Meek Mill’s Case “Is Not About One Judge, One Courtroom”
Meek Mill is finally free. But his case, depicted in a new Amazon docuseries, shows the urgent need to challenge the criminalization of poverty and the class society that jailed him in the first place.

Meek Mill performs onstage at the 2019 BET Awards on June 23, 2019 in Los Angeles, California. (Kevin Winter / Getty Images)
On Tuesday, Philadelphia rapper Meek Mill pled guilty to a misdemeanor gun charge stemming from a 2007 arrest, ending his twelve-year nightmare in the Pennsylvania legal system. The plea came after Meek’s previous felony conviction was vacated amid a national campaign to free the rapper from his ten-plus years of probation. “I’m extremely grateful that my long legal battle is finally behind me,” Meek tweeted yesterday morning, “and I appreciate that it has sparked a much-needed discussion about probation reform and the inequalities that exist within our two Americas.”
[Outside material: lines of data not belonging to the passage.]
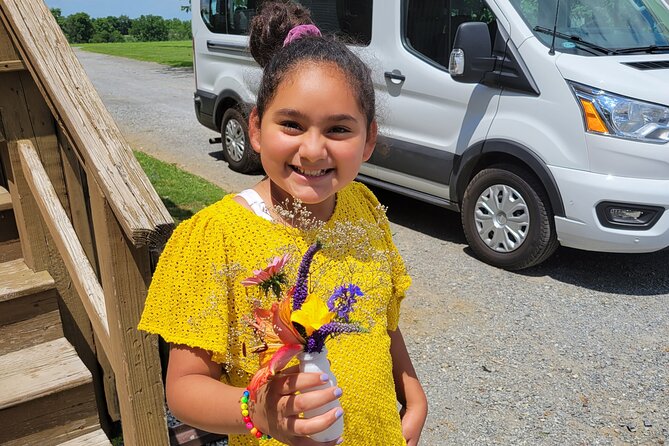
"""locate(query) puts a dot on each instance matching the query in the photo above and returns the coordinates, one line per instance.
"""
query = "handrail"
(69, 247)
(86, 122)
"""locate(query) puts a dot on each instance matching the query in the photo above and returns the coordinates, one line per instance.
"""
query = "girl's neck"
(278, 199)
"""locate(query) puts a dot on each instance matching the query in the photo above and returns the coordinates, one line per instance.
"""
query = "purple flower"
(343, 299)
(301, 286)
(316, 341)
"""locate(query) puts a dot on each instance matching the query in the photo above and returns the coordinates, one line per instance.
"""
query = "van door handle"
(394, 75)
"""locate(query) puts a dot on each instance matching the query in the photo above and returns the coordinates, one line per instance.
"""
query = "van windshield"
(599, 27)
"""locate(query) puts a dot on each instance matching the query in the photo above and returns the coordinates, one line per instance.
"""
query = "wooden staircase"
(80, 229)
(45, 389)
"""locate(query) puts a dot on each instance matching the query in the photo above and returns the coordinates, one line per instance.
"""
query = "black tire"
(513, 240)
(237, 150)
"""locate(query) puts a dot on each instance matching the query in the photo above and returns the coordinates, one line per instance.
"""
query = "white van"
(543, 122)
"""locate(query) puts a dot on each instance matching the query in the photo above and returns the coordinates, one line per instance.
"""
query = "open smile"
(311, 173)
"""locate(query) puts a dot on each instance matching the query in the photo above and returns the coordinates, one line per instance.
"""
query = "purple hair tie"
(299, 31)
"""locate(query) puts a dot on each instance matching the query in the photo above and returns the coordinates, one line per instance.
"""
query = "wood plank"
(5, 199)
(17, 280)
(140, 386)
(36, 330)
(95, 438)
(11, 65)
(14, 119)
(77, 187)
(51, 420)
(39, 371)
(7, 50)
(59, 226)
(27, 307)
(74, 101)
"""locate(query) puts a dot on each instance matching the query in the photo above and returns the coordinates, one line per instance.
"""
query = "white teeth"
(311, 173)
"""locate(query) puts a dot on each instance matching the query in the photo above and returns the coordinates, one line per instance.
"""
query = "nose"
(313, 146)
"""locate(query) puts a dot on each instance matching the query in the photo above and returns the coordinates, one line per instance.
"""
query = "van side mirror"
(471, 57)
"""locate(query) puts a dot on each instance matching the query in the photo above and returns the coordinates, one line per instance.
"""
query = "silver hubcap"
(502, 218)
(234, 140)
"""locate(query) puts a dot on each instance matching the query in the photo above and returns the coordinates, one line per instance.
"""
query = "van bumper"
(581, 227)
(204, 108)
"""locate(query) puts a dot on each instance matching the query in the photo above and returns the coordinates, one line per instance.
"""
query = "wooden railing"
(76, 186)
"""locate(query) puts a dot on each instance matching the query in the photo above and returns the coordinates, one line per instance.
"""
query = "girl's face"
(313, 137)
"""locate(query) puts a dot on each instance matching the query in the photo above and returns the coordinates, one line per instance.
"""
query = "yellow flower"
(313, 314)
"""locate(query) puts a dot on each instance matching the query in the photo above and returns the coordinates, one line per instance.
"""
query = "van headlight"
(607, 113)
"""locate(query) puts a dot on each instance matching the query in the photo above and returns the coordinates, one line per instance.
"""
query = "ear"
(370, 143)
(254, 130)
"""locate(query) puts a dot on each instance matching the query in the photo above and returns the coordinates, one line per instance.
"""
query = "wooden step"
(5, 199)
(95, 438)
(36, 330)
(17, 280)
(47, 394)
(24, 293)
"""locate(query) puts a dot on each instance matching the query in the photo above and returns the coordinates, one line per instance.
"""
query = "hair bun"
(270, 27)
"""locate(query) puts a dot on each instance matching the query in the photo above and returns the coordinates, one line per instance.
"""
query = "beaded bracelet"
(244, 405)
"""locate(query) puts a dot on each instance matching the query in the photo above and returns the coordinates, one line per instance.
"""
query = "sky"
(132, 8)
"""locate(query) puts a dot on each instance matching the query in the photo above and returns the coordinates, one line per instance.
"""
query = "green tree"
(78, 28)
(178, 29)
(149, 28)
(106, 30)
(124, 24)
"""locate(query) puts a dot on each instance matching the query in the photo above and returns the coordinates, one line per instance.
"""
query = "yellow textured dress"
(196, 299)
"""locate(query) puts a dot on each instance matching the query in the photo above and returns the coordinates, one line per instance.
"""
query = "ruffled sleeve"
(183, 301)
(401, 280)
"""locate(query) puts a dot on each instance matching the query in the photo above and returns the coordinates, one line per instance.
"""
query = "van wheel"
(507, 218)
(237, 150)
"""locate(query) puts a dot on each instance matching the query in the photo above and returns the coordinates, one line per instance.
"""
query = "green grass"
(182, 193)
(172, 53)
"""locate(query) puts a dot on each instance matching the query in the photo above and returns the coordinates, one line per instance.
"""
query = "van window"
(430, 26)
(613, 25)
(348, 19)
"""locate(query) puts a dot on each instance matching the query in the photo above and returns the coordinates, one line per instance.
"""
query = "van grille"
(654, 65)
“Two Americas” is the theme of Free Meek, a five-part docuseries that premiered on Amazon earlier this month. The series shows how Meek’s career (and freedom) has been perennially menaced by the draconian strictures of his probation, coupled with the punitive paternalism of presiding judge Genece E. Brinkley. If this sounds like a familiar story, it should. “I never really looked at it as a nightmare,” Meek reflects. “I looked at is as real life for a black kid in America.”
In the United States, the series argues, there are not just two separate justice systems but two different worlds. As deindustrialization ravaged cities across America, the “war on drugs” helped legitimize policing, jails, and prisons as the permanent solution to joblessness and economic collapse. The result: many Americans have been reduced to the status of “carceral citizens,” a “distinct form of political membership” in which people cycle through one punitive institution after another, monitored and punished by an ensemble of judges, prosecutors, and probation officers. “Cops kill people with guns, and it’s terrible,” Meek reflects, “but when judges kill people with paper, that happens a thousand times a day in America. It’s just a normal thing. A lot of lives lost to a piece of paper.”